The deployed neural network architecture, which the authors designate the description ‘STD-Net’, is not novel and has been used elsewhere where there are severe constraints on the extent of the training dataset. The motivation and potential applications of this work is well articulated by the authors and there clearly are advantages to a computationally efficient computational spectrometry architecture for a variety of emerging applications.

The hypothesis is that the NN architecture adopted allows robust reproduction of spectral information for real-world applications and the core assumption is that the available spectral data sets (here CAVE and ICVL) are sufficiently representative to assess the generic efficacy of the approach.

The simulation and testing methodologies outlined in the paper are reasonable, and relevant metrics including accuracy and robustness are fairly assessed for highly constrained data sets.

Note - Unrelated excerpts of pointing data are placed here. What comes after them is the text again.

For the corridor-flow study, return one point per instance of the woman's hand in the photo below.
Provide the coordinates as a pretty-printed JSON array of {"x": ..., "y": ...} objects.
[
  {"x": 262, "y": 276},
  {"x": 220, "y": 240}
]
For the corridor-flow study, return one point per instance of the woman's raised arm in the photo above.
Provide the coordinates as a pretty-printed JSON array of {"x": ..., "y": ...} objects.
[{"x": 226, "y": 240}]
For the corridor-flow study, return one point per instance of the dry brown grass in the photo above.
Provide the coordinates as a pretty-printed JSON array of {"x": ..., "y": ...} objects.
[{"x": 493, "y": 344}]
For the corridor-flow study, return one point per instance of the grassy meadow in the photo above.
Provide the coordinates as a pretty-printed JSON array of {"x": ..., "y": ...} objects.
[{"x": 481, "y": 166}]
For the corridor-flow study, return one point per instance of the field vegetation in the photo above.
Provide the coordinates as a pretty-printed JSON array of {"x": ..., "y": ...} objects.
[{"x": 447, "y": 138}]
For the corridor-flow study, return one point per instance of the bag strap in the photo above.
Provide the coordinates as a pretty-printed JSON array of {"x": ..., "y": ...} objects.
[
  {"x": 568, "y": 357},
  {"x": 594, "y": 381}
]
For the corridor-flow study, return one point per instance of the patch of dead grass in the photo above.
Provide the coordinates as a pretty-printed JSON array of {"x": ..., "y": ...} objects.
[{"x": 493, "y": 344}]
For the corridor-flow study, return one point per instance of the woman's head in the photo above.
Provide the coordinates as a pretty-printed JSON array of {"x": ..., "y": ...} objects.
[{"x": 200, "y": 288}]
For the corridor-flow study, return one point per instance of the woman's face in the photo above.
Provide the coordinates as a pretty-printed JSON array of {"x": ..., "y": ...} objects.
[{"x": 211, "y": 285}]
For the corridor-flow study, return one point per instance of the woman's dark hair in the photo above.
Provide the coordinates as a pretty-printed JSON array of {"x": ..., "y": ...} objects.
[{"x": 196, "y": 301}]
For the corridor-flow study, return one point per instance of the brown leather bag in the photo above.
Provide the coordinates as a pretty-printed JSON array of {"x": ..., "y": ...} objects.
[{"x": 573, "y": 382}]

Whilst the paper is interesting and useful there remain several unanswered questions, including the reliability of assessing efficacy based on CAVE and ICVL. The claims made by the authors are not exaggerated and there is an acknowledgement that this work is exploratory, however the paper would benefit from a more convincing discussion on the overall validity and limitations of the approach for general real-world  applications.

Comments on the Quality of English Language

The English grammar and language is of varying quality throughout the paper and needs another edit.

Author Response

Point 1. The simulation and testing methodologies outlined in the paper are reasonable, and relevant metrics including accuracy and robustness are fairly assessed for highly constrained data sets. Whilst the paper is interesting and useful there remain several unanswered questions, including the reliability of assessing efficacy based on CAVE and ICVL. The claims made by the authors are not exaggerated and there is an acknowledgement that this work is exploratory, however the paper would benefit from a more convincing discussion on the overall validity and limitations of the approach for general real-world applications.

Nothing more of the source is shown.